Johnny Cash And June Carter – Live Recordings From The Louisiana Hayride
In the wake of the deaths of Johnny and June Carter Cash, it’s inevitable that history examine and re-examine their lives and careers. To many new to the couple, their most recent, critically acclaimed work defines them.
In John’s case, it’s the Rick Rubin-produced American Recordings albums that continued despite his failing health. In June’s, it would be her two final albums, Press On and Wildwood Flower. Gripping, moving and heroic, those recordings merited the considerable acclaim they received. They serve as the final testaments of two uncommon individuals who gave their lives to their craft, whose indomitable spirits could not — indeed, would not — yield to the restraints and indignities of failing health.
Cash’s Sun material is available on numerous repackages. Sony Legacy generated an extensive series of Cash reissues for his 70th birthday in 2002. Bear Family reissued some of June’s Columbia material, as well as her duets with Cash. The rub: Will fans just discovering the couple get the entire picture, or will they appreciate them mainly through those poignant, autumnal recordings?
These two monaural collections of Cash and Carter airchecks, which were in preparation before their deaths, are a welcome remedy to such tunnel vision, reflecting the pre-marriage ’50s and ’60s Cash and Carter (separately and together) onstage at Shreveport’s legendary Louisiana Hayride. Called the Cradle of the Stars in its prime, the Hayride was, more accurately, the Grand Ole Opry’s farm club.
While annotator Paul Kingsbury overstates his case in declaring that Cash “may have the single most recognizable voice in American music” (Sinatra, Louis Armstrong, Elvis, Dolly and Dylan partisans might dissent), this collection presents Cash making history, beginning with a 1955 Hayride performance of “Hey Porter” from about the time Sam Phillips released the Sun single.
It establishes that Cash had the ability to mesmerize a crowd over a decade before Columbia producer Bob Johnston turned the tapes on at Folsom Prison in 1967. Whether natural or (in the early ’60s) pill-inspired, Cash’s charismatic energy blasts through every performance here, enhanced by Luther Perkins’ electric guitar minimalism, bassist Marshall Grant’s animated string-slapping and, after 1958, Fluke Holland’s no-nonsense percussion.
These sixteen performances also dash any misconceptions that Cash was a true rockabilly or ever claimed to be. Though he had the ferocity and the style, he never veered into rock territory, even on “Hey Porter” or “Luther Played The Boogie”. Given the Sun material’s elemental nature and the Tennessee Two’s rudimentary accompaniment, differences in studio and live performances are often negligible. Nonetheless, a couple performances, most notably a 1962 “Big River”, has a relentless urgency rivaling the 1958 hit single.

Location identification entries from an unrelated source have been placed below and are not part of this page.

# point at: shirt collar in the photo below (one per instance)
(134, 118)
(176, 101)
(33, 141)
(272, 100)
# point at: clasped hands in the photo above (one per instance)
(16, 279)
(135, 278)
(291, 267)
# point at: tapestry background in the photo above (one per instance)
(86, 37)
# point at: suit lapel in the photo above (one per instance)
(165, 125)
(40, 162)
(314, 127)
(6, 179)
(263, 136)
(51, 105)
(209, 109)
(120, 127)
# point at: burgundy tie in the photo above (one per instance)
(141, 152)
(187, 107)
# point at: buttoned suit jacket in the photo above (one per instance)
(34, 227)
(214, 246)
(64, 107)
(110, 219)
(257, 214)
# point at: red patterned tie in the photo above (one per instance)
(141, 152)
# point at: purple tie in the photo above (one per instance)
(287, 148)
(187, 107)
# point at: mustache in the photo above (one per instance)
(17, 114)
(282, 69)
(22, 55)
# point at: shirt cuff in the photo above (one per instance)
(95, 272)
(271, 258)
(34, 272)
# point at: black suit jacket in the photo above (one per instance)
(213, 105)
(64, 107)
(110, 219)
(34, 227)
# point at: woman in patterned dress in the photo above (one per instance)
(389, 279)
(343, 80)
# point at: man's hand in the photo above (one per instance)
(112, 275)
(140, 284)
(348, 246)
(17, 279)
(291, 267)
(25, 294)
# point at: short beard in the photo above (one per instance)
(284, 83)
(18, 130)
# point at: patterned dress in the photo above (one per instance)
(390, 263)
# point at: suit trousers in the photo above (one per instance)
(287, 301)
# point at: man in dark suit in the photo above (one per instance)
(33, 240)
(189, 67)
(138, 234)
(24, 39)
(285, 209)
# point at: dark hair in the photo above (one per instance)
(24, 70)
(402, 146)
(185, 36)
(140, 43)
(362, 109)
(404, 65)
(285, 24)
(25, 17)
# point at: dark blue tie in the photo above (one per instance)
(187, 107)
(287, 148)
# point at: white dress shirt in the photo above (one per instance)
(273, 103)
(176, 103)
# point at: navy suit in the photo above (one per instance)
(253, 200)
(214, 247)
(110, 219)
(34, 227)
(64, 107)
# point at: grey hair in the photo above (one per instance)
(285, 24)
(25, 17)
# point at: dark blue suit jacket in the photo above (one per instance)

It’s safe to say that many unaware of June’s career only learned of her comedic and acting experience by reading her obituary. Even in the pre-Cash years working with her mother Maybelle and her sisters Helen and Anita, June had her own recording career for RCA, Liberty and Columbia. Her vivacious comedic persona, loopier and edgier than Minnie Pearl’s, is sure to surprise those hearing it for the first time.
Applying her spunkiness to Chuck Berry’s “Thirty Days”, one of his most country numbers (aside from “Maybelline”), she integrates it into her routine. On Carter Family standards “Bury Me Under The Weeping Willow” and “Wildwood Flower”, she’s entertaining, if a bit ragged.
A guileless delivery of the gospel tune “When No One Stands Alone” suggests the more pious (if still zany) June of later years. She self-deprecatingly introduces her 1955 ballad “He Don’t Love Me Anymore” as “#2 on Columbia’s best seller list — from the bottom,” and it’s obvious why the single stiffed: The song was utterly unsuitable to her.
Two 1962 performances came just weeks after she and the Carters joined Cash’s show: a loony “John Henry” and “The Heel”. One of June’s solo novelties for Liberty, this comes off as a truly eccentric sample of white rap. The final tracks, from 1965, feature she and Cash together, an entirely fitting end to the collection. Having mastered Dylan’s “It Ain’t Me Babe” (their version was a hit single in ’64), they tackle “Ballad of A Teenage Queen” and, aided by the Statler Brothers, render one of Cash’s worst Sun efforts listenable.
Were John and June living, these performances would still be revelatory. With more Hayride reissues hopefully to come, they leave one anxious to hear what gems still await.